Now that you know your essay is an up close shot of your personality, take a moment and identify your angle. Don't just copy and paste the same essay into each college application. Remember, this is a personal communication between you and a unique college admissions department. Pay very close attention to how individual schools phrase the essay question(s), this is the biggest hint that you are going to get! They are reading for a thorough answer with follow-through examples of real life experiences.
Common college essay questions:
Significant Experience- College admissions officers want you to identify an experience that demonstrates your "real life" ability to learn and grow. Be specific and tell a complete story:
What led up to the opportunity/event (set the scene)
What happened (describe main characters namely yourself and event)
What you learned/how you grew (outcome).
Important Issue- College admissions officers are asking you to take a position and think through an issue. Here is your chance to show that you can develop a stance and remain tolerant of the opposing view. It is important to briefly identify the issue and supporting facts then discuss possible viewpoints. Own your viewpoint and recognize any compelling, opposing arguments with rational reasons for why you disagree or only agree in part.

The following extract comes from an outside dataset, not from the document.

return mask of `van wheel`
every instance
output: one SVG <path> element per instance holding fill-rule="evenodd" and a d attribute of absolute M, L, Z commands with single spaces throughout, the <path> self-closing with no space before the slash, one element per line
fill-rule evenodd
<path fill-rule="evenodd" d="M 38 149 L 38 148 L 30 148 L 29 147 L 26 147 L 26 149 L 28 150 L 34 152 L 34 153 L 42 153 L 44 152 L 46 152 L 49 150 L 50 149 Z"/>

Hint: You may want to steer clear of volatile, high profile social issues that everyone else is likely to discuss. Choose an aspect of an issue that you can own and try to avoid universal issues that may lead to fatal universal statements!
EssayEdge, a division of Peterson's, provides an excellent essay guide. Just remember that the sample essay structures with fill-in blanks are just that: examples! This is not a Mad-Lib exercise; it is your chance to show your unique face to the people who have the power to accept or deny your application.